米鶴酒造は山形県高畠町で1697年(元禄10年)から続く蔵で、古事記・日本書紀にも記された「まほろば(素晴らしい場所)」を冠したこの純米は、高畠の地に根ざした食中酒という性格がはっきりしている。原料米は高畠町酒米研究会が育てた山形県産「出羽の里」、精米歩合60%。派手な香りで売るのではなく、米の旨みときれいなキレで食卓を支える、毎日の一本として頼れる銘柄になっている。
香りは控えめで、吟醸香というより炊いた米や穀物を思わせる落ち着いた含み香が中心。グラスに鼻を寄せても主張は強くなく、料理の香りを邪魔しない設計。出羽の里という穏やかな酒米の素直さがそのまま出ていて、香りで驚かせるより味の厚みで勝負するタイプだと最初の一嗅ぎで分かる。
口に含むと、米の旨みがふっくらと素直に広がり、日本酒度+2・酸度1.2の数値どおり、後半はきれいなキレで引き締まる。甘みと旨みのバランスがよく、やや旨口寄りながら重さは残さず、後口はすっと切れる。クリーン&スムースという蔵の狙いどおりの飲み口で、旨みをしっかり感じさせつつもくどさがない。ワイングラスでおいしい日本酒アワードや国際的なコンペでも評価を得てきた、完成度の高い純米。
温度帯の幅が広く、冷酒(10〜13℃)では旨みとキレのバランスがよく、ぬる燗(40〜45℃)に振ると米の旨みがいっそう膨らんで燗酒としても本領を発揮する。一本で冷やと燗の二つの表情を楽しめるのが食中酒として心強い。
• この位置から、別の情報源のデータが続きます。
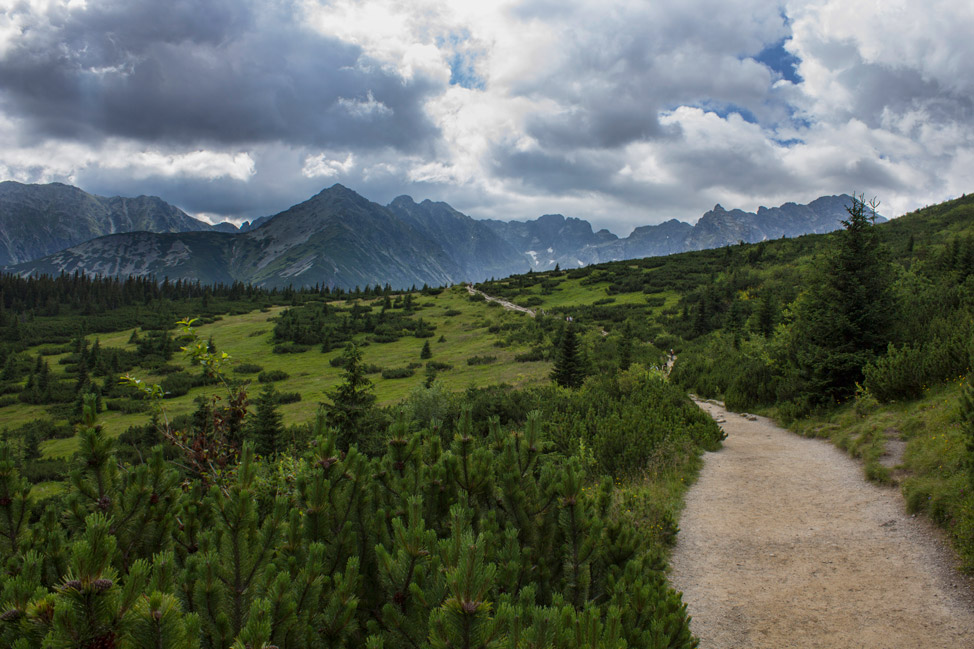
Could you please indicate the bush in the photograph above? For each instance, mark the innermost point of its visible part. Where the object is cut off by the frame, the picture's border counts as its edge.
(128, 406)
(178, 384)
(270, 376)
(46, 470)
(535, 354)
(397, 373)
(290, 348)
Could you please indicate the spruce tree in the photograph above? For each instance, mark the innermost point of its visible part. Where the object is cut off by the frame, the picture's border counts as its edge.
(625, 347)
(267, 426)
(568, 371)
(352, 400)
(842, 320)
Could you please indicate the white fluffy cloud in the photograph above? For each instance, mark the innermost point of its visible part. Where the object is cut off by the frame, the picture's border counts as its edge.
(620, 111)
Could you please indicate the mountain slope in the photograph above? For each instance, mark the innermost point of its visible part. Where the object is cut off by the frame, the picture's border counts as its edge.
(472, 245)
(336, 238)
(37, 220)
(339, 238)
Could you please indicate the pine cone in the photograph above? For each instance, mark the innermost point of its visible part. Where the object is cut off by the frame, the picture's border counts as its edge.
(104, 641)
(11, 616)
(101, 584)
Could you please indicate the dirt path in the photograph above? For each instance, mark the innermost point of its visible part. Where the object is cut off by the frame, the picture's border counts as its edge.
(503, 303)
(784, 544)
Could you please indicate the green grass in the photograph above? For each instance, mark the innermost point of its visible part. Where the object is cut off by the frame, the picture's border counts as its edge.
(248, 338)
(932, 475)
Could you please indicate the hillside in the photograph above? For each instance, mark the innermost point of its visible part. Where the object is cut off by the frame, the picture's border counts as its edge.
(338, 238)
(440, 405)
(37, 220)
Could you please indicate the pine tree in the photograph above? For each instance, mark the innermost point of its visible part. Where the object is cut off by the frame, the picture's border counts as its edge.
(352, 400)
(267, 427)
(967, 429)
(625, 347)
(842, 320)
(568, 371)
(14, 503)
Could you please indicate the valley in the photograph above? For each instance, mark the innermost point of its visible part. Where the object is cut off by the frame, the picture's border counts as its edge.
(528, 418)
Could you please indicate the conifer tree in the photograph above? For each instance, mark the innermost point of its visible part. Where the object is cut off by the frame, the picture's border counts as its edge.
(267, 426)
(14, 503)
(568, 371)
(351, 400)
(625, 347)
(842, 321)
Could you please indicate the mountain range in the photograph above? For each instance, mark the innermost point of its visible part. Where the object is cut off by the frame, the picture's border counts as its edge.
(339, 238)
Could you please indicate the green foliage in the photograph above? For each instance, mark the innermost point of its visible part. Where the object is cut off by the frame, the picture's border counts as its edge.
(631, 422)
(352, 401)
(842, 320)
(569, 370)
(270, 376)
(397, 373)
(486, 540)
(481, 360)
(266, 426)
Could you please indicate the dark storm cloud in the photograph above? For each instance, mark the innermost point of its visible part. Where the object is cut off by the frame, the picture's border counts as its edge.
(552, 172)
(224, 72)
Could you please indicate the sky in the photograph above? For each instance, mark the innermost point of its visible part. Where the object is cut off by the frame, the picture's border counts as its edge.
(622, 112)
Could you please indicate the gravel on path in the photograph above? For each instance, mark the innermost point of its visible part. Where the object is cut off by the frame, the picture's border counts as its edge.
(784, 544)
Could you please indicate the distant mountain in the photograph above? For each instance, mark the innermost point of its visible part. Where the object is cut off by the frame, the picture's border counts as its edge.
(336, 238)
(474, 247)
(569, 242)
(718, 227)
(339, 238)
(551, 239)
(37, 220)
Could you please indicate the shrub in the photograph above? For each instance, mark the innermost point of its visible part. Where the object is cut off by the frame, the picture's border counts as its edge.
(47, 470)
(177, 384)
(290, 348)
(270, 376)
(397, 373)
(128, 406)
(536, 354)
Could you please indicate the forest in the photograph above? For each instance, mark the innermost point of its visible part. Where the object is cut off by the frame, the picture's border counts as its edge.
(423, 468)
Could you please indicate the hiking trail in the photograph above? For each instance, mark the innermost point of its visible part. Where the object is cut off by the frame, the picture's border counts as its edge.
(783, 543)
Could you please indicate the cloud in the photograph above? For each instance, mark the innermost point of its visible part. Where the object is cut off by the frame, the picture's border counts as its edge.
(223, 71)
(620, 111)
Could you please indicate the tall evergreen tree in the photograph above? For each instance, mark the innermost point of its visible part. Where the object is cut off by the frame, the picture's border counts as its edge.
(625, 347)
(569, 370)
(351, 400)
(842, 320)
(267, 426)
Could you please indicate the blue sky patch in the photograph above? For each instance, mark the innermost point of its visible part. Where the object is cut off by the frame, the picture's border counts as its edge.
(780, 60)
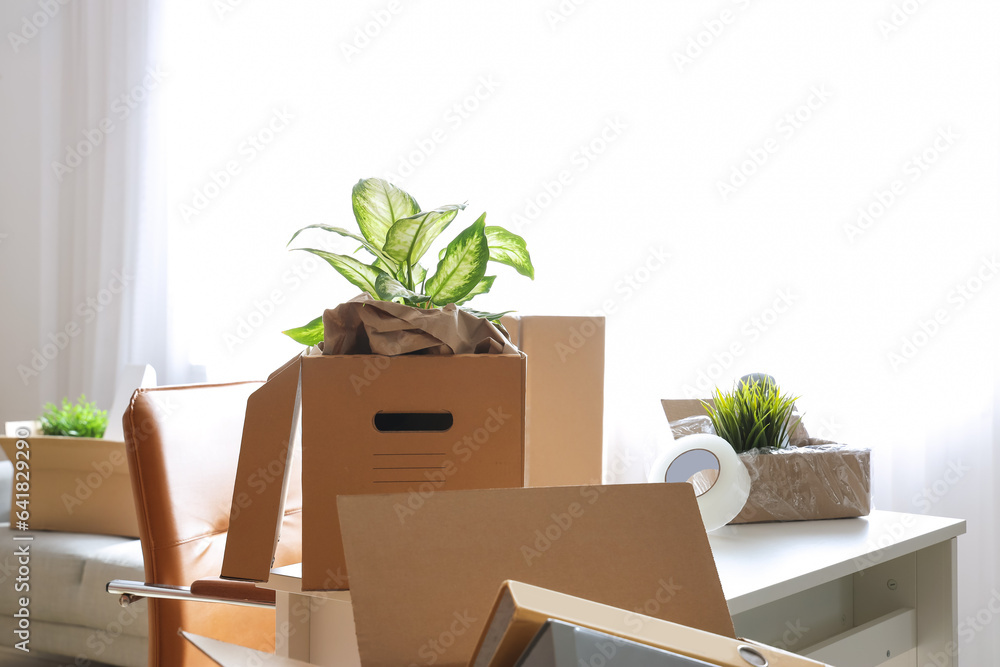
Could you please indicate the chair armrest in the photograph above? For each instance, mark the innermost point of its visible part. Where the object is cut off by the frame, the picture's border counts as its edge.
(228, 589)
(133, 591)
ペアリングは、煮物や焼き魚、天ぷらといったしっかりめの和食に素直に重なるほか、旨みがある分クリーム系の料理とも意外なほど相性がよく、食の幅が広い。
価格は四合瓶でおおむね1,200〜1,600円前後とコストパフォーマンスが高い。毎日の晩酌に常備しても負担が軽く、冷やでも燗でも料理に合わせられる懐の深さがある。編集長丸山としては「出羽の里の旨みを素直に楽しめる、高畠の実直な食中酒」として推せる一本。山形の地酒の底力を、肩肘張らずに知るうえでの基準銘柄に挙げたい。